You are not logged in.

#1 2023-08-07 12:53:29

tlaguz
Member
Registered: 2023-08-07
Posts: 4

Arch root on ZFS, Samsung 980 PRO 2TB, files randomly disappear

Hello,

I've been experiencing an issue where files are randomly deleted from my  system, particularly affecting my Git repositories and directories  synchronized with Nextcloud. This problem has persisted across different  setups, including using ZFS on ArchLinux and BTRFS on Fedora, both on  the same Samsung 980 PRO 2TB drive (on different laptops).

Here's what I've done to nail the issue down so far:

* I've set up monitoring on Nextcloud to receive notifications whenever a file is deleted.
* I've configured auditd to monitor the entire /home dataset.
* I've updated the drive firmware to the latest version.

Here's what I've investigated:

* The files don't appear to be deleted by any specific process, as there are no corresponding entries in the audit log when files disappear.
* `zpool status` always reports that everything is ok. Autotrim is disabled. Sync is standard.
* The issue only occurs after a cold boot, never after a reboot.
* I've noticed that during shutdown, the /var/log dataset fails to unmount, although the log indicates that filesystems and block devices are synced.

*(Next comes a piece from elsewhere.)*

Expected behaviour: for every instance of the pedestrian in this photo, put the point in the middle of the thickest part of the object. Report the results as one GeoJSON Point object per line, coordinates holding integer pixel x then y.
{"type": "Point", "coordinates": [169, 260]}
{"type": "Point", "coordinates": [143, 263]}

Here's the sequence of system shutdown (in reverse order):

    Aug 02 23:08:40 quark systemd-journald[772]: Journal stopped
    Aug 02 23:08:40 quark systemd-journald[772]: Received SIGTERM from PID 1 (systemd-shutdow).
    Aug 02 23:08:40 quark systemd-shutdown[1]: Sending SIGTERM to remaining processes...
    Aug 02 23:08:35 quark systemd-shutdown[1]: Syncing filesystems and block devices.
    Aug 02 23:08:35 quark systemd[1]: Shutting down.
    Aug 02 23:08:35 quark systemd[1]: Reached target System Power Off.
    Aug 02 23:08:35 quark systemd[1]: Finished System Power Off.
    Aug 02 23:08:35 quark systemd[1]: systemd-poweroff.service: Deactivated successfully.
    Aug 02 23:08:35 quark systemd[1]: Reached target Late Shutdown Services.
    Aug 02 23:08:35 quark systemd[1]: Reached target System Shutdown.
    Aug 02 23:08:35 quark systemd[1]: Stopped Monitoring of LVM2 mirrors, snapshots etc. using dmeventd or progress polling.
    Aug 02 23:08:35 quark systemd[1]: lvm2-monitor.service: Deactivated successfully.
    Aug 02 23:08:35 quark systemd[1]: Reached target Unmount All Filesystems.
    ...
    Aug 02 23:08:35 quark systemd[1]: Failed unmounting var-log.mount.
    Aug 02 23:08:35 quark systemd[1]: var-log.mount: Mount process exited, code=exited, status=32/n/a

What can I do to investigate this further while using arch and zfs?

Is it possible that the drive is not syncing properly?

Funny thing is that this issue was the reason for which I changed fedora/btrfs to arch/zfs. In the meantime I changed laptop from Lenovo to Dell but the drive was migrated.

Offline

#2 2023-08-07 15:37:50

twelveeighty
Member
From: Alberta, Canada
Registered: 2011-09-04
Posts: 1,096

Re: Arch root on ZFS, Samsung 980 PRO 2TB, files randomly disappear

Please explain how you know that files are deleted from your system. It's the missing part of your post: who or what is telling you the files are removed? Also: is there anything common to the files that are disappearing, for example: are they dotfiles?

Offline

#3 2023-08-07 17:19:28

tlaguz
Member
Registered: 2023-08-07
Posts: 4

Re: Arch root on ZFS, Samsung 980 PRO 2TB, files randomly disappear

Regarding the nextcloud ones - I can see that the file is removed on the server and moved to trash. In server access logs I can find that my computer sent DEL request just after booting.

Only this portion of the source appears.